We have a 99 Dodge Ram 1500 with a 7.5' Fisher plow on it. Need a way to keep the samd bags and whatnot firmly behind the wheels. 

I saw a Fisher ballast retainer kit but I was wondering if it was worth it or if we could just make something ourselves. I was thinking a few 2x8"s screwed one on top of the other and then 2x8" "legs" from the bottom of that to the back of the truck so it can't slide back.

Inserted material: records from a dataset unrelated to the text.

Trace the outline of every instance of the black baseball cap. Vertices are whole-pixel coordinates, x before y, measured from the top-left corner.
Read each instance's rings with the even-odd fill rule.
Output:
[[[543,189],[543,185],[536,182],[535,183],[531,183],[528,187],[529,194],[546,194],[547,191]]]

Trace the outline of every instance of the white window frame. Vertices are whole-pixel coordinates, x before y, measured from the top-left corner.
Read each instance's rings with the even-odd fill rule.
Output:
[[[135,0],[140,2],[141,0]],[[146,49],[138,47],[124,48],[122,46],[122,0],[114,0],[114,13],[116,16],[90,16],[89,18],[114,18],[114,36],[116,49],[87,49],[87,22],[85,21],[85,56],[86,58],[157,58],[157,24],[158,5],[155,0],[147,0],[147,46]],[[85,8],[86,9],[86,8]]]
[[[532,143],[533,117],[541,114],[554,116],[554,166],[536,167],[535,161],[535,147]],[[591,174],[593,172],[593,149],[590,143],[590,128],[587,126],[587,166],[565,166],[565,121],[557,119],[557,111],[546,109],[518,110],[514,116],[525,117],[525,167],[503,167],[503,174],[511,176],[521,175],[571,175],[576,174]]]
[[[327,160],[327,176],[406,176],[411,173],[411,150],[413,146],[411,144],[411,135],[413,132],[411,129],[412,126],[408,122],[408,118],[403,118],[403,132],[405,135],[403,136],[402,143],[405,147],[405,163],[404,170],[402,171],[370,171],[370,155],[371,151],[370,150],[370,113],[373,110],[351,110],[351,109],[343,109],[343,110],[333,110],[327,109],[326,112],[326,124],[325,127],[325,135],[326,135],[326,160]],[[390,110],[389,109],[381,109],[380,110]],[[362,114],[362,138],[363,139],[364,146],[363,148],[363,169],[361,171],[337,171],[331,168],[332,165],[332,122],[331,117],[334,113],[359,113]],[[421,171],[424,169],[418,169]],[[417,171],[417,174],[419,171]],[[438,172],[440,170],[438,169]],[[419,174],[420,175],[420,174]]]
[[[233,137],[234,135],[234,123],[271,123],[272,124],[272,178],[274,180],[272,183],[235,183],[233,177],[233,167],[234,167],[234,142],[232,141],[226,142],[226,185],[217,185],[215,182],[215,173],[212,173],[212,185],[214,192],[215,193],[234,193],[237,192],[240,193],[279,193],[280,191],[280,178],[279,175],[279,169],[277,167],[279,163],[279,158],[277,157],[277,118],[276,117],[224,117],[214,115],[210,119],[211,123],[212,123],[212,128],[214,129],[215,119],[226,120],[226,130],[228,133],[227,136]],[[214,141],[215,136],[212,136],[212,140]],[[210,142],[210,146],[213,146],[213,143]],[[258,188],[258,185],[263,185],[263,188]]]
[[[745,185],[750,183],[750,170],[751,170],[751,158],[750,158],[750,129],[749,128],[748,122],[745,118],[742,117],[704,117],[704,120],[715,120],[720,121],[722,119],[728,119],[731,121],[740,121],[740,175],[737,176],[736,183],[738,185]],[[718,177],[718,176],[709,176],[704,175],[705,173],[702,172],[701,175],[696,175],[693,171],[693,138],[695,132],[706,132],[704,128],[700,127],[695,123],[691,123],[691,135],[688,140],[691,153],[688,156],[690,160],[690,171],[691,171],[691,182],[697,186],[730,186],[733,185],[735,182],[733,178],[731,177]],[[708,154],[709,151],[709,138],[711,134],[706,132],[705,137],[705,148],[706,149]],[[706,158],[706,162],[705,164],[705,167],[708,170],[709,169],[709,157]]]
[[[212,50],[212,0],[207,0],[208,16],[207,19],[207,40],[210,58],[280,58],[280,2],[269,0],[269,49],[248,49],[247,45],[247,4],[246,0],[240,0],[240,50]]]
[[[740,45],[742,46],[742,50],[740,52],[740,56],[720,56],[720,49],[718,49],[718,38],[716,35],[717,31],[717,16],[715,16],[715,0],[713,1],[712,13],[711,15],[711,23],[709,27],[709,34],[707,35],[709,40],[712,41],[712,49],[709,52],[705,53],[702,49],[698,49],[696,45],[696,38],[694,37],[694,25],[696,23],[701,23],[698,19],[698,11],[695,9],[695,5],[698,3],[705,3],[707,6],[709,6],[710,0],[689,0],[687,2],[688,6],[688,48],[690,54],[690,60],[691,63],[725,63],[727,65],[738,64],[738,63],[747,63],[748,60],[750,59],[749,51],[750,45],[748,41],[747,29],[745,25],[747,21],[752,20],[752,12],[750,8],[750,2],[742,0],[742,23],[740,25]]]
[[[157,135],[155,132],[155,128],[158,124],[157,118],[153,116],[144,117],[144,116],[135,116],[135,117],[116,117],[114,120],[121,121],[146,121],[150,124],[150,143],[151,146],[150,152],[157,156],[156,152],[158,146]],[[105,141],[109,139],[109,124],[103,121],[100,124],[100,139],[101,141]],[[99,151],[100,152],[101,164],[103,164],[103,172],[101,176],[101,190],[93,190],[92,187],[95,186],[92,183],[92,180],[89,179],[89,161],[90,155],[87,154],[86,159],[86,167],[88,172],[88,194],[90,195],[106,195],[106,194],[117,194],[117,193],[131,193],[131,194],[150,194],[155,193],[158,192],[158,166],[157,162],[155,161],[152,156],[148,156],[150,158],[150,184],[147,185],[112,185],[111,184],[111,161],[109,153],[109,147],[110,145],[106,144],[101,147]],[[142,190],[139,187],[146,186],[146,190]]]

We have a factory bed liner in it that has slots for a 2" board but it's only 15" from the tailgate and aside from being well to the tailgate side of the wheel wells, I also couldn't fit some plastic bins to hold the ballast weight in that space so I was hoping to get something right up against the wheel well but be able to stop it from sliding up and over. Didn't know if bottom legs were enough. I'm only doing 3 driveways so not a lot of slamming forward so I don't think the 2 2x8"s on top of each other would "bend" over.

thanks for any input!


----------



## KJ Cramer (Aug 20, 2009)

You could definetly make your own. I use 4 rubbermaid roughneck totes filled with 150lbs of sand each, and put them in and take them out each snow event. All I do is pick'em up and put'em in and ratchet strap the four in a row acroos back of bed to the factory tie-downs at each rear corner and then one strap over the top to the side strap to hold it all in place. Between the shear weight and the ratchet straps they have never moved on me. Its a 5 minute in and out and I got my whole bed available to me when not plowing and the totes were like 5 bucks with lids each and the sand I had.


----------



## watson524 (Apr 7, 2008)

Thanks for the tip! I had never used ballast before so with this last storm (NE PA), we threw in some old shingle packs, hardended bags of quickcrete, etc and it wasn't moving around but I want to be safe. I'm going to head to home depot and pick up some containers and sand.


----------



## akblacklab (Mar 15, 2010)

Have you considered one of those tube bed extenders? Some of them can be reversed and used to create a compartment in your pickup bed.


----------



## Kenyou (Oct 13, 2007)

I have a plywood and 2x4 barrier behind the rear wheel wells. I stack about 10 bags of salt and 2 bags of sand between the barrier and tail gate. There is 24 inches between the two. It has worked great for a few years. Now I am going to build a pallet to fit in that space and put the bags of salt on that. Then I can use a fork lift to take it out and put it back in, with out breaking my back. Then I can use my truck for other things. Other wise, I have to lift everything I want to carry over the sides.


----------



## Kuzanut (Jan 18, 2009)

just remember to watch your tailgate... you can bend one into the shape of a "W" real quick... not that i'd know though.... :realmad:


----------



## cubanb343 (Dec 13, 2007)

I put a 2 x 12 in the slot of the bed behind the wheels. I put 6 80 lb sand tubes between that and the tailgate. Works perfect, and cost $0


----------



## brad96z28 (Aug 21, 2005)

cubanb343;1043191 said:


> I put a 2 x 12 in the slot of the bed behind the wheels. I put 6 80 lb sand tubes between that and the tailgate. Works perfect, and cost $0


Yep most people do this unless u want to make a project for no reason..


----------